The meta-regression method (MR)²⁶ is a powerful and robust method in a fixed-effect model. This method has two steps. First, individuals in each study are divided into several groups based on the distribution of environmental variables, where the number of individuals in each group is equal. In each group, linear regression is used to estimate the main effects, standard errors, and mean environment variables of the SNP. Second, researcher collects all the above results and performs a meta-regression to investigate interactions between SNP and the environment. It can be used to test for the main effects of SNP, SNP-environment interactions, and joint effects. In addition, this method is considered to be a robust method when confounding effects exist, such as interactions between covariates and genetic effects or interactions between covariates and environmental factors²⁷. Based on Lin’s method²¹ and Han’s method²², we extended MR to overlapping MR (OMR)²⁸. This method is designed for SNP-environment interactions under the fixed effect model, as well as for overlapping data. We also extended MR to account for heterogeneity; that is, we added random effects of the SNP and SNP-environment interactions to the fixed-effect SNP-environment interaction model. This method is denoted as the random effect MR (RMR)²⁹, which gives a higher power than MR under the fixed-effect model when heterogeneity exists. The Q-Q plot of the null distribution obtained by MR will shift upward when overlapping data exists. The more overlapping the data, the more obvious the deviation will be. The fixed effect model OMR²⁸ controls spurious associations caused by overlapping data. When heterogeneity exists and is large, the power of RMR is higher than that of MR. Similarly, when overlapping data and heterogeneity exist, the power obtained by OMR will also be affected by heterogeneity, and the power it provides will be reduced. However, no study has yet considered this condition.

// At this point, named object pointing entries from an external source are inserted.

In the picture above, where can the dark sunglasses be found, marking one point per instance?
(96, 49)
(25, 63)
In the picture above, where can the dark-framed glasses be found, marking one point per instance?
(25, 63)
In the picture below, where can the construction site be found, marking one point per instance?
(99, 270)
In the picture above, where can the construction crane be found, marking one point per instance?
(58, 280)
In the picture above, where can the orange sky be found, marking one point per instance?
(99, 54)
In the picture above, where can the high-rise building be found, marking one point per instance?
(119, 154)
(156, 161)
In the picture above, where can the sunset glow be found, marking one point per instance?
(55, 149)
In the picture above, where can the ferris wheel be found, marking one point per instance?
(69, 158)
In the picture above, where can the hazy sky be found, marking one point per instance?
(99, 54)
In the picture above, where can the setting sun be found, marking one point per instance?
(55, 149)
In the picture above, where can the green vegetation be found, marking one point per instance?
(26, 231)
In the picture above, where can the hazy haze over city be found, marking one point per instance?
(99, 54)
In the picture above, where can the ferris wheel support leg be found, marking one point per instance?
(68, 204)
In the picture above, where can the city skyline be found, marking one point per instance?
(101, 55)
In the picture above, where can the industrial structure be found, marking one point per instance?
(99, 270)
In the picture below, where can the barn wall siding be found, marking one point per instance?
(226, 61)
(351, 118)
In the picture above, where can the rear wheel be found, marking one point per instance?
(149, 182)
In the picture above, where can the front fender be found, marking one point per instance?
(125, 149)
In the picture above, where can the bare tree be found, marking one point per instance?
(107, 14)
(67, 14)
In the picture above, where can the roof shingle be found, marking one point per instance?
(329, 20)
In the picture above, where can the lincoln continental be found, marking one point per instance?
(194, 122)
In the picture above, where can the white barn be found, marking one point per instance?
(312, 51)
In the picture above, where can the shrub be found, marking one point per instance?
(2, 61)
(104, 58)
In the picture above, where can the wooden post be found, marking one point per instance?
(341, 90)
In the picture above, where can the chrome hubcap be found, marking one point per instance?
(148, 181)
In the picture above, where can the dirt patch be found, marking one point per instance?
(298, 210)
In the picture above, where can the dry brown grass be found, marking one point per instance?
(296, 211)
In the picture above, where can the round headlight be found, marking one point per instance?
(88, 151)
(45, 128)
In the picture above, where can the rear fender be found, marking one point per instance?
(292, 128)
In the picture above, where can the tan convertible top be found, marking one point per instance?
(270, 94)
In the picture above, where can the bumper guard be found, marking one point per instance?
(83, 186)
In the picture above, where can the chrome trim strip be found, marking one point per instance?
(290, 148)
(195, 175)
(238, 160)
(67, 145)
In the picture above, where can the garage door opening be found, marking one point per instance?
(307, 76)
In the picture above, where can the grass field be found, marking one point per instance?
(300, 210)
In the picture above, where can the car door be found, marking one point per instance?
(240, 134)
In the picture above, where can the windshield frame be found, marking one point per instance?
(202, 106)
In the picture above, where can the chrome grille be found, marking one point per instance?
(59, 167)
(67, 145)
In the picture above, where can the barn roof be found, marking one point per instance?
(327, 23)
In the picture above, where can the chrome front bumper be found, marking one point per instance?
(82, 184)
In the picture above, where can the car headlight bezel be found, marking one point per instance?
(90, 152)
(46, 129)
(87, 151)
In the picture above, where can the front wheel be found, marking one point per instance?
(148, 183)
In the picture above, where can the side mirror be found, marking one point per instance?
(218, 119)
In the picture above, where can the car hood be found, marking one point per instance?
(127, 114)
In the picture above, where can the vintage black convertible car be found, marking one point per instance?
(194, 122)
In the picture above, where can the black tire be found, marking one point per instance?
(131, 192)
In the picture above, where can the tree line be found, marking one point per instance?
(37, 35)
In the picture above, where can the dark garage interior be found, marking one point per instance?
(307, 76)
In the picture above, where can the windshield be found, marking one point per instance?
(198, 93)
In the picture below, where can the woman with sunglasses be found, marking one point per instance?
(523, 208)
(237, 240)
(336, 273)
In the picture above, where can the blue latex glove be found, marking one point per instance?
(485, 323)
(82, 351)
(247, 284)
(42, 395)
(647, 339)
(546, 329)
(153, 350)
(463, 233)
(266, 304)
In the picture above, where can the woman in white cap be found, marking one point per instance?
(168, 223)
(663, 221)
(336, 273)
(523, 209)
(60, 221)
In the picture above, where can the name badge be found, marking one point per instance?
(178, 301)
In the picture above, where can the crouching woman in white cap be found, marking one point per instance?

In this paper, inspired by OMR and Lee’s method¹⁷ which is proposed for testing SNP main effect with overlapping data, we propose random effect overlapping MR (ROMR) which is a new method to consider overlapping data based on the RMR ²⁹. Our method is designed to test the SNP-environment interaction effect or the SNP and SNP-environment joint effects with overlapping data. This paper is organized as follows. In the Materials and Methods section, we introduce the correlation matrix into the RMR. We also present a new method to calculate the likelihood function. In the Results section, we carry out simulations to examine the null distribution, type I error rate, and power of our method. We also compare our method with the OMR. In the Discussion and Conclusion section, the results of this paper are analyzed and used to draw conclusions.

Materials and methods

Fixed effect overlapping MR

OMR is a method that extends from fixed effect MR, which is a powerful and robust method under the condition of independent data. This method has two procedures. First, by continuous or dichotomous environmental exposure distribution, each study is divided into several groups. In this process, each group is a subset of the study, and percentiles of the environmental exposure can be used to divide the study into several groups with approximately the same sample sizes. Then, in each group, the coefficient and variance of the main effects of SNPs are estimated. Second, the main effect of SNP and its corresponding standard deviation in each group are collected for regression analysis. Then, either the overall mean SNP-environment effect and its variance is estimated, or the mean SNP and SNP-environment joint effect vector and its variance matrix are estimated.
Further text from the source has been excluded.